While there has not been widespread momentum in law and policy, where CARICOM has made a little more progress is in regional and international cooperation on AI and digital transformation, evidenced in initiatives like the previously mentioned UNESCO Caribbean AI policy roadmap, the Caribbean Digital Transformation Project  funded by the World Bank, the Santiago Declaration to Promote Ethical Artificial Intelligence, the Antigua and Barbuda Agenda for SIDS (ABAS), the Digital Agenda for Latin America and the Caribbean (eLAC2026), and several others. But even with these initiatives, CARICOM’s approach to AI appears to be perpetually stuck in the planning stages, focused on outlining goals and making commitments but without taking actual steps to implement concrete projects. There is no way to benefit from the theorised advantages of new technologies if they are note developed or used, and there is no way to mitigate potential risks if there are insufficient legal protections in place. 
Concrete Steps Needed
With these considerations in mind, CARICOM should:

  • Work to immediately close technical talent gaps, strengthen the region’s regulatory capacity, improve the existing digital infrastructure, and implement policies to absorb the potential negative impacts of large scale AI deployment
  • Be more vocal on the global stage in discussions surrounding AI and advocate for international governance frameworks that consider the disproportionate effects of AI on the region in some areas
  • Invest in the development of smaller—but still capable—models trained on Caribbean data and designed to meet its specific needs as a first step to accelerating AI adoption in the region
  • Develop a unified CARICOM AI strategy that reflects its unique politics, culture, ideas, and ideals. 

Everything is a process, and all change does not have to happen at the same; in fact, gradual transition with realistic goals should be the aim, but at some point, CARICOM does actually need to get started on tangible actions.
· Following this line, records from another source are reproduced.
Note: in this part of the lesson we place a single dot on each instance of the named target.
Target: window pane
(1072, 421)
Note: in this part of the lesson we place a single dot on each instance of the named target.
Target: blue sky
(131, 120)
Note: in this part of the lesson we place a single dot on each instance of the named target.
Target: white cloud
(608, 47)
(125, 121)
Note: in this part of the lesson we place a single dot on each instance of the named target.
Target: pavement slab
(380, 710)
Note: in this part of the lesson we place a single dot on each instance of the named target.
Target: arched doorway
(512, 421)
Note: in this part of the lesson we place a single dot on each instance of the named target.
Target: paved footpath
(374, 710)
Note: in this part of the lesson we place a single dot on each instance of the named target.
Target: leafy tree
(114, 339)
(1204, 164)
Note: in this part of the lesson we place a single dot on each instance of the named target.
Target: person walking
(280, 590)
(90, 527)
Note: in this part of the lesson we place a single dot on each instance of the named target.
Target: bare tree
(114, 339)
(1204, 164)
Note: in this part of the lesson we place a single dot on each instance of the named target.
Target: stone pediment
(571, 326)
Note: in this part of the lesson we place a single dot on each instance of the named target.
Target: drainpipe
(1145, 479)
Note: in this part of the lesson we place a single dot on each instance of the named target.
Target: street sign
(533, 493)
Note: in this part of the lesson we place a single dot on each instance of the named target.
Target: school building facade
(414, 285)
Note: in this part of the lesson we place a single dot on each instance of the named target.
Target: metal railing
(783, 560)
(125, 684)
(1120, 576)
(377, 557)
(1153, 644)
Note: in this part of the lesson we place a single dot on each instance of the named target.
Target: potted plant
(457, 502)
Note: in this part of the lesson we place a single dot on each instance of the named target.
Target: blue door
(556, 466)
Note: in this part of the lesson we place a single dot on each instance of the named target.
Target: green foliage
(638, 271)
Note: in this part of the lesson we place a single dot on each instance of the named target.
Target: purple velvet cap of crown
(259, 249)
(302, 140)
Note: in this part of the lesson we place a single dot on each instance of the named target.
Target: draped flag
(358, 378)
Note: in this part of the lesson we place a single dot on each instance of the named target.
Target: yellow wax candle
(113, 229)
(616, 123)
The Caribbean is playing catch up but it does not have to get left behind.

Latisha Harry is a Senior Fellow at Portulans Institute. She has worked with organizations such as the Stanford Institute for Human-Centred Artificial Intelligence, Global Witness, the International Labour Organisation, Global Voices, CIVICUS, and others, on issues such as digital transformation, AI risks and mitigations, misinformation, data privacy and the digital economy.